Muhammadu Kabir Umar, the 11th Emir of Katagum was born in 1934 and received his education at the Bauchi Middle School between 1948 and 1949 after which he went to the then Clerical Training College now Ahmadu Bello University (ABU), Zaria where he studied local government administration between 1950 and 1951. He later proceeded to UK for another course in local government administration.
He also attended many courses and seminars within and outside Nigeria all in local government administration. Before his selection as the Emir, he had held various offices as Native Authority scribe at the Central Office in Azare in 1949 and then appointed as the District Head of Sakwa between 1952 and 1957 then he became the District head of Katagum in 1955 and in 1966 he was the NA Councilor for Natural Resources and from there he was moved to Shira as the District Head. He was also Minister of State, Premier's Office, Kaduna( 1957 - 1960), Minister of Internal Affairs, Northern Nigeria (1960-1966); he had earlier been elected into the Northern House of Assembly (1952-1966) during when he was appointed parliamentary secretary, Ministry of Land and Survey in 1957. Between 1976 and 1978 he was the chairman of Bauchi State Housing Corporation. In the same year, he was appointed chairman of Bauchi State Development Board, chairman, Board of the Governing Council of College of Islamic Legal Studies, Misau (1986–2001). He was also at different times, the Pro-Chancellor, Provisional Council of Federal University of Technology, Yola; Chancellor, University of Agriculture, Abeokuta and Chancellor, University of Calabar from 1986 to 2017.

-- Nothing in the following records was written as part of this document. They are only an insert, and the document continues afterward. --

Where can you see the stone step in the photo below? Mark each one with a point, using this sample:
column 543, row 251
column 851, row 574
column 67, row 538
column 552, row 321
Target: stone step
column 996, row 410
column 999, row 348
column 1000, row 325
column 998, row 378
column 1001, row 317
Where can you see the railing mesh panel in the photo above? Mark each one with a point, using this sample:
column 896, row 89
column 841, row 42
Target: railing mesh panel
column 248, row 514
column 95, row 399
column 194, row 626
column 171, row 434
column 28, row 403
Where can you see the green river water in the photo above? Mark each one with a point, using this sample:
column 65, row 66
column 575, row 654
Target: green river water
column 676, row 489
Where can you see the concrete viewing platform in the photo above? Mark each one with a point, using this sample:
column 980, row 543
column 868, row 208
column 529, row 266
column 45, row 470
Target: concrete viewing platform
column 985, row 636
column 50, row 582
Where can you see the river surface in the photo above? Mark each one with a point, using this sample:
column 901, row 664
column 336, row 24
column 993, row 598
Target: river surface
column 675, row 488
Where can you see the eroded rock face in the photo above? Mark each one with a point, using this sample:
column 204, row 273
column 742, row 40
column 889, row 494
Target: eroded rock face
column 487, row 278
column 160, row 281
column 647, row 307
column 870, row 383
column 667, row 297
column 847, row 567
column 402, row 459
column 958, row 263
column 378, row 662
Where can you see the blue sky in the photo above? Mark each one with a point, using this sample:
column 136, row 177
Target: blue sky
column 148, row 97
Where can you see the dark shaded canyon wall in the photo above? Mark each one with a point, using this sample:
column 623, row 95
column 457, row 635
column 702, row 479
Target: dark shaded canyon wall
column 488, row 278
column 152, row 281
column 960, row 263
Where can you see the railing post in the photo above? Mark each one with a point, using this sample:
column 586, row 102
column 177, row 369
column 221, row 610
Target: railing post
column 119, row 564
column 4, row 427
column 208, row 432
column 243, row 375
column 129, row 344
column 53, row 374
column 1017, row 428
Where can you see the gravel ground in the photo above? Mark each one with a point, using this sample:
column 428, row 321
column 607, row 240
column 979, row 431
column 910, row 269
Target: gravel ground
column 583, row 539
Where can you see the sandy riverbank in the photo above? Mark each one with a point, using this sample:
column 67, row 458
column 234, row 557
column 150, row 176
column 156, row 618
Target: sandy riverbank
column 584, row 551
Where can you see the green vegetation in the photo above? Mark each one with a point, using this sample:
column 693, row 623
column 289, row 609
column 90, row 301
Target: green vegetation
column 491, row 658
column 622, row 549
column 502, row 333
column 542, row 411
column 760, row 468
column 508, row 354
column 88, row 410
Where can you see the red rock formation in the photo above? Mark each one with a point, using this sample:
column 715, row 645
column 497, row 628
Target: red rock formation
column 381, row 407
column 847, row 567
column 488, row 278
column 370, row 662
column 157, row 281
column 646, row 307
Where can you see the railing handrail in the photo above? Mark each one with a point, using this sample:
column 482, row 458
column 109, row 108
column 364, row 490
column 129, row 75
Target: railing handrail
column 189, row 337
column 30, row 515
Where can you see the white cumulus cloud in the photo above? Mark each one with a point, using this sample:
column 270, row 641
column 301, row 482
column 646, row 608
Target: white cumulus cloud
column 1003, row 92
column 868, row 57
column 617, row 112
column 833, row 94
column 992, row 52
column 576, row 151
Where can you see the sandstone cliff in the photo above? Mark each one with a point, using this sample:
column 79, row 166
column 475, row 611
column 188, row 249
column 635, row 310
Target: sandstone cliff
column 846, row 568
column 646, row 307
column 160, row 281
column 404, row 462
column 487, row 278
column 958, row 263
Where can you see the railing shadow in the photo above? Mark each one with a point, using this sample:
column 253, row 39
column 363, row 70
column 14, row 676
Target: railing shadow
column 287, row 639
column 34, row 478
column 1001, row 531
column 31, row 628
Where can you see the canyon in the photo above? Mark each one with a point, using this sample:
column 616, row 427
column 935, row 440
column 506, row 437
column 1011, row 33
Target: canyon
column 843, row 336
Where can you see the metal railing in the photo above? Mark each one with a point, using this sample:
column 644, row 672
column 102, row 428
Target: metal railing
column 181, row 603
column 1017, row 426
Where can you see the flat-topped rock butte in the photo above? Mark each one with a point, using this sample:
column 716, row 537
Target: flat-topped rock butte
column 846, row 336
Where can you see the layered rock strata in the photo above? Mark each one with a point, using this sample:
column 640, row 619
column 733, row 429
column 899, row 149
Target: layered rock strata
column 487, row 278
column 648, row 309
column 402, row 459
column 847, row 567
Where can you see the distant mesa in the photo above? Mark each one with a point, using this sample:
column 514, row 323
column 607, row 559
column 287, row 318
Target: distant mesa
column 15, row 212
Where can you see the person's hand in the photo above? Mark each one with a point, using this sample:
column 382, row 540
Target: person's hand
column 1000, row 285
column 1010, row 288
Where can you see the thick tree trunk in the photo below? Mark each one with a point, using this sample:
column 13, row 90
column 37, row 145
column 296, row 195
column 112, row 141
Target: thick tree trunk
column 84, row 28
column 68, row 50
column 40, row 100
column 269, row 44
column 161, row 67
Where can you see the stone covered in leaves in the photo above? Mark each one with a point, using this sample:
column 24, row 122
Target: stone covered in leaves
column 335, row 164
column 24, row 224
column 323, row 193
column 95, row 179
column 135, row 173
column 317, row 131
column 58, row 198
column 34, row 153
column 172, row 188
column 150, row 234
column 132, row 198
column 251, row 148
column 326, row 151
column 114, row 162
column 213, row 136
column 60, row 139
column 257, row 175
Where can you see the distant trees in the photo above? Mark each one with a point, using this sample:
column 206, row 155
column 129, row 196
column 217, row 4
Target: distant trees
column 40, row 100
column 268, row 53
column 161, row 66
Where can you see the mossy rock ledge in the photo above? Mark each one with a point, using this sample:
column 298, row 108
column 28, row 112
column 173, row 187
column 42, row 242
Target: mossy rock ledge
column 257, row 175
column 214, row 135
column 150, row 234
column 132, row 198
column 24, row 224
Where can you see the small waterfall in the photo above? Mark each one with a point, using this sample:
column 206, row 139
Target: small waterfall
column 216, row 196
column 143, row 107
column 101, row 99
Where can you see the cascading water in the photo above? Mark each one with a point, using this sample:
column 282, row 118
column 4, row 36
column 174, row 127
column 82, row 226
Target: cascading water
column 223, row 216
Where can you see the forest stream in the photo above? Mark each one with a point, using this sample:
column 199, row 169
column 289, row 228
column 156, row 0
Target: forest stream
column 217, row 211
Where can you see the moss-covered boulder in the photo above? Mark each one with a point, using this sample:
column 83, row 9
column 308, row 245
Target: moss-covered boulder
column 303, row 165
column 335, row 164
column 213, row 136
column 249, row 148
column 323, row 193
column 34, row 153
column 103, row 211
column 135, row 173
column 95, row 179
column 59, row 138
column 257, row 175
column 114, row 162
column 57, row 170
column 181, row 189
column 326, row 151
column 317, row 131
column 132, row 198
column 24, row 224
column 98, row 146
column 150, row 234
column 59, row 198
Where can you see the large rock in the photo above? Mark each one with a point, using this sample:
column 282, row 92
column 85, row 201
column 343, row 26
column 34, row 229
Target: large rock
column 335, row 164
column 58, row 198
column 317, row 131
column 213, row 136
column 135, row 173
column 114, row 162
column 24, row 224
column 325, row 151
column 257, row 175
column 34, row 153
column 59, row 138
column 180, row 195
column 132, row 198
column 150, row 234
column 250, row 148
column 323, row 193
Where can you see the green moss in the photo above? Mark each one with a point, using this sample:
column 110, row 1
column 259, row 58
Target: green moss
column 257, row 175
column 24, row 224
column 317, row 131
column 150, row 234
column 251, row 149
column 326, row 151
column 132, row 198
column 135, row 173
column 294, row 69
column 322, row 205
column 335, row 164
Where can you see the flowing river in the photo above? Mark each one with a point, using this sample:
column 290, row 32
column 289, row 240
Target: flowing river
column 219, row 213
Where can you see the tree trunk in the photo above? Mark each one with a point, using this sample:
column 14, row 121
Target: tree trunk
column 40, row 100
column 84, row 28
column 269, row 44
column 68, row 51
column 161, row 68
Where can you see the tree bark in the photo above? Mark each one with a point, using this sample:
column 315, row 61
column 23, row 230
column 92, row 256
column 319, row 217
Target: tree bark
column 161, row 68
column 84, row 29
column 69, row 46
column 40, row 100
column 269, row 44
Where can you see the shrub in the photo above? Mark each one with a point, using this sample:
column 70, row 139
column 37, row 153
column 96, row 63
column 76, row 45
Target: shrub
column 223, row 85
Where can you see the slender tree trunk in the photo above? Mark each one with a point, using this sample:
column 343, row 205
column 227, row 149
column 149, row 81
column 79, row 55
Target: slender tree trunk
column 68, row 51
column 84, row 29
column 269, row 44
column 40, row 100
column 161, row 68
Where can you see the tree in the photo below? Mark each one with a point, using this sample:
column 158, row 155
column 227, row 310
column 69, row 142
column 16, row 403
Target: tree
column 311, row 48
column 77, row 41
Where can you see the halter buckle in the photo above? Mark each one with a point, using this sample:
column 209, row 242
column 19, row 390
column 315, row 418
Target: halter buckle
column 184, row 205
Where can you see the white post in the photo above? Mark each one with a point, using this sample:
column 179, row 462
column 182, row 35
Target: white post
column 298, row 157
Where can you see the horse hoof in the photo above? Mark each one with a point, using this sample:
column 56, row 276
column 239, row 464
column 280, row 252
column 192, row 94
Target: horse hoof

Alhaji (Dr.) Muhammad Kabeer Umar died on 9 December 2017. He was very loved by Katagumites. He ruled for 37 years.
His funeral prayer was led by the emir of Kano, Sunusi Lamido Sunusi with a very huge mass of people in attendance. The prayer was offered at the Emir's palace in Azare, the headquarter of the local government.

The late Emir was succeeded by his eldest son, Alhaji Umar Kabir Umar, formally, Umar Farouq II as the 12th Emir of Katagum.

== Madakin Katagum ==
The Madakin Katagum is Alhaji Abdullahi Babani. He became the madaki in 2016, after the passing of his father Alhaji Abdulqadir Babani.